Outbreaks of viral infections are unpredictable. We are currently dealing with one caused by a virus labelled COVID-19 which originated in Wuhan, China. This virus is a newly emerged subtype within the large family of Coronavirus and bears the characteristic spiky projections that give it a crown-like appearance and hence the name Corona. Diseases caused by Coronaviruses vary widely in severity, host animals, and transmission routes. In humans, Coronaviruses cause illnesses ranging from the mild common cold to more severe ones, such as MERVS, SARS and now COVID-19.
This variability in diseases highlights an important characteristic of the Coronavirus, known as a RNA virus, and all viruses with this type of gene code reading.
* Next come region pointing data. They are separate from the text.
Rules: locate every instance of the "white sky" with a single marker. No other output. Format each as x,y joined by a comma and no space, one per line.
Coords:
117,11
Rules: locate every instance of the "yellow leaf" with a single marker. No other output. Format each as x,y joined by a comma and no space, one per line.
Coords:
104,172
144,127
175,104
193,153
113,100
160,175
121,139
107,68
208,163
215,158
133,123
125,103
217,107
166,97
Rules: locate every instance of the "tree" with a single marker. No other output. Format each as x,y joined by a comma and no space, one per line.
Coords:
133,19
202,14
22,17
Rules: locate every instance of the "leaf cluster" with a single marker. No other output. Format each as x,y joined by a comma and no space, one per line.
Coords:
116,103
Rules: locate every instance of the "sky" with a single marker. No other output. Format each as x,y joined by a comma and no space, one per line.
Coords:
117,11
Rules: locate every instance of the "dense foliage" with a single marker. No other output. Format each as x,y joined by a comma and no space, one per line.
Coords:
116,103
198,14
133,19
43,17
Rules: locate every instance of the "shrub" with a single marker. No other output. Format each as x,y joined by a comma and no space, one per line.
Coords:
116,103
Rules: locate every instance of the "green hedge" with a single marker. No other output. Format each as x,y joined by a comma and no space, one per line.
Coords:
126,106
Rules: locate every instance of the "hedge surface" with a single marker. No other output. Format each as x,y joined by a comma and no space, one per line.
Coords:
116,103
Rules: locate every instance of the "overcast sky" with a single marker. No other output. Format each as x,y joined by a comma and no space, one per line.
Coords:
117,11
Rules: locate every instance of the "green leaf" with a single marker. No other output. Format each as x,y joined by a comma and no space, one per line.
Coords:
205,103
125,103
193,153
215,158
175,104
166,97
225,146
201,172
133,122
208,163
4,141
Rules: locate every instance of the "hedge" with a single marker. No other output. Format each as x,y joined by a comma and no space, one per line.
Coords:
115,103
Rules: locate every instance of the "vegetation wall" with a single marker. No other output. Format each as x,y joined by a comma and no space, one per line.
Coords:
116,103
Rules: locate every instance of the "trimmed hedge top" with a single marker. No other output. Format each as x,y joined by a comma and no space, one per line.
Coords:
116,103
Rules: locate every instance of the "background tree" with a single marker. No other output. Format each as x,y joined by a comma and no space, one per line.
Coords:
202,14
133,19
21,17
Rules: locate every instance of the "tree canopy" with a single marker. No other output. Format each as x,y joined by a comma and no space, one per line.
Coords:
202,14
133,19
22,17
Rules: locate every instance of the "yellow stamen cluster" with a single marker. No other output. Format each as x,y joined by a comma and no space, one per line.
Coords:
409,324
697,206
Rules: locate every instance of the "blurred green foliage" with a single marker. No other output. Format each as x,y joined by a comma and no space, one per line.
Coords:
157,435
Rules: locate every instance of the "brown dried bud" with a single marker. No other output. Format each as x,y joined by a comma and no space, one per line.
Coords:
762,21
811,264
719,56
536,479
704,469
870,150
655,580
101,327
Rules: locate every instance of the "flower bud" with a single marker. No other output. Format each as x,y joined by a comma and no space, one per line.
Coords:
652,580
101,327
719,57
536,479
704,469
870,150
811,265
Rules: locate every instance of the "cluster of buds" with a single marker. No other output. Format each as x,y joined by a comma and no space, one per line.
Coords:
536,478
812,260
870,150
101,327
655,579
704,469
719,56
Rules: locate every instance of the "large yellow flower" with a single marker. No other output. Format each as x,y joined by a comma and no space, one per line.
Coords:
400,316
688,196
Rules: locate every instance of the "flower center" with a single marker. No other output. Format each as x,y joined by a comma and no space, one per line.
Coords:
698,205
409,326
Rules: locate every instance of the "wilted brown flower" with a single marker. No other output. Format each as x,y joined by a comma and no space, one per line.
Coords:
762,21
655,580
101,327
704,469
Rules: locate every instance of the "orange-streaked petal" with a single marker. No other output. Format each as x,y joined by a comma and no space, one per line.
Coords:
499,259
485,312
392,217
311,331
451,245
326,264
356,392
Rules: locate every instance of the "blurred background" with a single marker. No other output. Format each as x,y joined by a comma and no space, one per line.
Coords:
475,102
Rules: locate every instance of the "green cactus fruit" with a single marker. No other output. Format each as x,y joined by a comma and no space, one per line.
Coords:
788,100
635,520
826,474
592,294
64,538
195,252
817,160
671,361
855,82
History confirms infectious epidemics are primarily driven by the frequently and rapidly mutating RNA viruses. The most commonly infected animals are camels, cows, cats and bats. Yet, as this COVID-19 outbreak illustrates, a mutation in the virus allowed infections to cross species boundaries and spread from animals to people and now from people to people.
How do Coronaviruses mutate to create subtypes that infect new hosts and result in unpredictable outbreaks? The answer is that Coronaviruses are careless replicators. Instead of faithfully transmitting genetic information to create identical offspring, they make frequent gene-reading errors that result in mutated later generations. While gene-coding errors are common in viruses, bacteria, and even in humans, most organisms have built-in proof-reading mechanisms that repair or delete such mistakes. Coronaviruses lack this step, so the genetic misreads persist to increase both viral diversity and cause new diseases. When the mutation allows the virus to infect new hosts, such as humans, or persist in previously hostile environments, such as airplane cabins, the disease spreads quickly.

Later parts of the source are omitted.